Una receta de Martín Berasategui para hacer un delicioso crujiente de tapioca y tártaro. Foto: José Luis López de Zubiría / Ilustraciones: Javirroyo

Tiempo de preparación: 60 min + 24 horas de secado

Ingredientes

Para el crujiente

  • 500 g de perlas de tapioca pequeñas
  • 300 ml de zumo de remolacha
  • 18 g de harina de tapioca

Para la mayonesa

  • 200 ml de aceite de oliva virgen
  • 15 ml de vinagre de sidra
  • 50 g de yema de huevo

Para el tártaro de quisquilla

  • 150 g de quisquilla cruda de Motril
  • 50 g de manzana verde granny smith
  • Medio limón
  • 120 ml de mayonesa
  • 20 ml de zumo de lima
  • 10 g de cebollino picado
  • 1 pizca de sal y pimienta

Elaboración

1. Para el crujiente, se cocinan las perlas de tapioca en una cazuela con agua hirviendo con sal, como si fuese pasta, 11 minutos desde que inicie el hervor.
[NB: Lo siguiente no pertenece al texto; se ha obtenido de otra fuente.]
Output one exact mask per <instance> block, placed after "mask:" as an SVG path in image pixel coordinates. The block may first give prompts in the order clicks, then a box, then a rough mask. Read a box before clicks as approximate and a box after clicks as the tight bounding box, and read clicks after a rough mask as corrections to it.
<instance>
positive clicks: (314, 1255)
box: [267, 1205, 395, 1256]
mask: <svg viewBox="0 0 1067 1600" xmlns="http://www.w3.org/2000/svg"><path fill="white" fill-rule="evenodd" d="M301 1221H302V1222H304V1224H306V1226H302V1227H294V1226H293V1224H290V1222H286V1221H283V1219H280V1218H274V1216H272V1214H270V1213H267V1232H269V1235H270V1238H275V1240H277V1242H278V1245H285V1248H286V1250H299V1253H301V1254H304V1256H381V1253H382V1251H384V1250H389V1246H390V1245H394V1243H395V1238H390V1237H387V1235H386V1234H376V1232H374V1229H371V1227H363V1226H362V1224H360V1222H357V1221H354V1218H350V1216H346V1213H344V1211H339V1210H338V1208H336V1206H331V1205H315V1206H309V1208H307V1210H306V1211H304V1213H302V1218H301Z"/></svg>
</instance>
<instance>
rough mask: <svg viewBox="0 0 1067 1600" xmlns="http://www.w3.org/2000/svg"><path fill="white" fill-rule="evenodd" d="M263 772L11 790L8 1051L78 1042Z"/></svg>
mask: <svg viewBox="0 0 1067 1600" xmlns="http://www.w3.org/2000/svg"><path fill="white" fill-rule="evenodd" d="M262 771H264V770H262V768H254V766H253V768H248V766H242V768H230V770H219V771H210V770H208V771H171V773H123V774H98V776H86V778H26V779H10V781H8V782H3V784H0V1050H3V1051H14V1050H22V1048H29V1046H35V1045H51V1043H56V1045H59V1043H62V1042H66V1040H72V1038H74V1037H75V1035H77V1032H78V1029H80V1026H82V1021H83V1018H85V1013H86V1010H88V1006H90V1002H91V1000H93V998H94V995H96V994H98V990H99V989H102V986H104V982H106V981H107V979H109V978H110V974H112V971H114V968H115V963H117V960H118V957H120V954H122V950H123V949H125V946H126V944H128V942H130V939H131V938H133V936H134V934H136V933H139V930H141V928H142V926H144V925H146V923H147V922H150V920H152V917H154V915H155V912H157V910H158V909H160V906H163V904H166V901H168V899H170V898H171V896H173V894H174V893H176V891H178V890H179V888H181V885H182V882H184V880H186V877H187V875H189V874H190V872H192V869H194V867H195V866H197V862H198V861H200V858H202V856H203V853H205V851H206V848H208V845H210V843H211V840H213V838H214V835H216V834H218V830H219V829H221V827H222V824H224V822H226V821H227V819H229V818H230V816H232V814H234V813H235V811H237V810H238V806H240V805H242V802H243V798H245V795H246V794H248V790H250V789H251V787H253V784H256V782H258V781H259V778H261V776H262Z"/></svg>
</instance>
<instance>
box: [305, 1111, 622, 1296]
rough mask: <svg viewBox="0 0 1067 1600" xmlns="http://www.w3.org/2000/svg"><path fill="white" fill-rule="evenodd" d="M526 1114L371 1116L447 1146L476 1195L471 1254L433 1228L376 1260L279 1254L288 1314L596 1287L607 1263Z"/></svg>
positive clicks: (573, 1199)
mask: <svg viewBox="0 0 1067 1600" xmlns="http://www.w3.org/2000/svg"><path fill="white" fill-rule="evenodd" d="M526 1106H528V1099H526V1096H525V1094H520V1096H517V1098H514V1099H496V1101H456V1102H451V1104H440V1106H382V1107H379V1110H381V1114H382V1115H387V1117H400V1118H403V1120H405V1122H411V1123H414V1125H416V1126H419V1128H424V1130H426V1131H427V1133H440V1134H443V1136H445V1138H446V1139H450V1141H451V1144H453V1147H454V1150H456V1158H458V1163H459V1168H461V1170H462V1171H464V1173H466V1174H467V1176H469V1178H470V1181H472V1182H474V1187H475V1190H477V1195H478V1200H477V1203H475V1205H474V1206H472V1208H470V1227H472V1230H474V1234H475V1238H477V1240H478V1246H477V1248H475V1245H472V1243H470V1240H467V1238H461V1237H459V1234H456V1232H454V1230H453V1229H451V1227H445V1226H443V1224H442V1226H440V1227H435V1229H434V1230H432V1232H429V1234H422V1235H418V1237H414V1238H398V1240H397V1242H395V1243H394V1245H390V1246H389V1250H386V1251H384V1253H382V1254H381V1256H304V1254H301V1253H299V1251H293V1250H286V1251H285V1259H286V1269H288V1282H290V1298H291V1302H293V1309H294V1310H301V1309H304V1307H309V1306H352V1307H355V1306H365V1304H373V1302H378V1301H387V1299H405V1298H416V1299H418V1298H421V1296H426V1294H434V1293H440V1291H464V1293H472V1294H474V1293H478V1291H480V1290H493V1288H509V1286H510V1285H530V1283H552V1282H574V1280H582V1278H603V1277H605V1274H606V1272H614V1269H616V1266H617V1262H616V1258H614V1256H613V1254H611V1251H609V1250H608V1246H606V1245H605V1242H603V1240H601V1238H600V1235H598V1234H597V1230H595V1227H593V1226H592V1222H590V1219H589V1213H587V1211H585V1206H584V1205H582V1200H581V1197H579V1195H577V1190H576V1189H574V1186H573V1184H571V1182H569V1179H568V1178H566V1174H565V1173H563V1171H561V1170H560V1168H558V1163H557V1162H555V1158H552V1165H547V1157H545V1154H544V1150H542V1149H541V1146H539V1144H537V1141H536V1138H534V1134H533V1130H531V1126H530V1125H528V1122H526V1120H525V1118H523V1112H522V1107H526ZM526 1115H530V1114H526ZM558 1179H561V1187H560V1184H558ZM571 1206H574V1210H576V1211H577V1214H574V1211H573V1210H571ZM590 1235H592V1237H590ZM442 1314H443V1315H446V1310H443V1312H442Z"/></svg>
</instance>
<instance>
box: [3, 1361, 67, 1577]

Se escurren las perlas cocidas, se enfrían bajo el chorro de agua fría y se devuelven a la cazuela vacía donde las cocimos.

2. Aparte, en una cazuela ancha y baja se mezcla en frío el zumo de remolacha con la harina de tapioca. Una vez integrado, se pone a fuego suave hasta que arranque el hervor. Entonces se cocina 2 minutos a fuego suave. Pasados, se incorporan las perlas escurridas, se mezclan y se vierten sobre una hoja de papel sulfurizado extendido en una bandeja de horno. Se hornea 24 horas a 60 ºC. Para la mayonesa, se bate enérgicamente en un vaso de túrmix alto y estrecho la yema, el vinagre, una pizca de sal y el aceite. Se rectifica de sal y se reserva.

3. Para el tártaro, se colocan las quisquillas frescas en el congelador 15 minutos. Luego se pasan al frigorífico, otros 15 minutos. Así la carne no se pega a la cáscara. Se guardan las cáscaras y las cabezas en el congelador para futuras salsas y sopas. Una vez peladas, se cortan en dados de 5 mm y se meten en un bol.

4. Se lava la manzana, se corta en láminas de 5 mm y se echa a un bol con agua fría y unas gotas de limón, para que no se oxiden. Luego se escurren, se pican en dados de 5 mm y se echan al bol de las quisquillas con la mayonesa, el zumo de lima y el cebollino picado, salpimentando. Se rectifica de sal y se guarda tapado en la nevera.

ÚLTIMO PASO

Se trocea la lámina seca de remolacha y tapioca (al tamaño de una corteza de cerdo) y se fríe en aceite de girasol a 210º C., hasta que se hinche y quede en piezas crujientes y sufladas. Se escurren a papel absorbente, se salan y reservan. Al servir, se utilizan los chips de remolacha como si fueran cascarones. Se rellenan con el tártaro de quisquilla bien frío. Se adorna con brotes de hierbas.